Des larmes commencent à perler au coin de mes yeux. Ce n'est pas possible, ils peuvent pas m'interdire de le voir... J'ai attendu ce match, j'y ai pensé toute la semaine, c'est même ça qui m'a fait supporter ces derniers jours... Et au dernier moment, j'apprends que je ne pourrai pas le voir ?!

-S'il... S'il vous plaît... C'est vraiment important pour moi...

Mon père secoue la tête ; je sais que pour lui, les matchs de foot ont une importance toute relative ; il doit me prendre pour une folle.

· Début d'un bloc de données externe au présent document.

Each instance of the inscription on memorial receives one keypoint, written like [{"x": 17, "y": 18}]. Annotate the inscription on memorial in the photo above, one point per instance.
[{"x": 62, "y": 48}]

-Jelena, arrête d'accorder autant d'intérêt à cette équipe... Ce n'est qu'un sport ! Tu les verras jouer la prochaine fois si tes notes s'améliorent, c'est tout !

-Mais... La prochaine fois je pourrai pas, c'est dans quinze jours à cause de la trêve internationale, et... On a rendez-vous à l'hôpital le jeudi 12, on ne sera certainement pas rentrés samedi...

Mes parents se consultent du regard, avant de commencer à poser des questions sur mon état... Ce qui m'énerve profondément ; même si ça peut paraître surprenant, mon état de santé est le cadet de mes soucis.

-Et... Dis-moi, insiste ma mère, les gens acceptent de t'aider ? Même si tu es un peu plus vieille qu'eux ?

-Je... Oui oui !

Elle m'adresse un petit sourire entendu.

-Comme ce garçon avec qui tu parlais jeudi ?

-Je... Tu parles de Dario ? C'est... C'est juste un ami...

Mes parents ne semblent absolument pas convaincus, et je décide d'éviter leurs regards soupçonneux.

Par contre, je dois m'assurer d'autre chose...

-Mais... Récemment, tu... Tu ne m'as pas vue avec quelqu'un d'autre ?

-Non, enfin, je ne crois pas... Pourquoi cette question ?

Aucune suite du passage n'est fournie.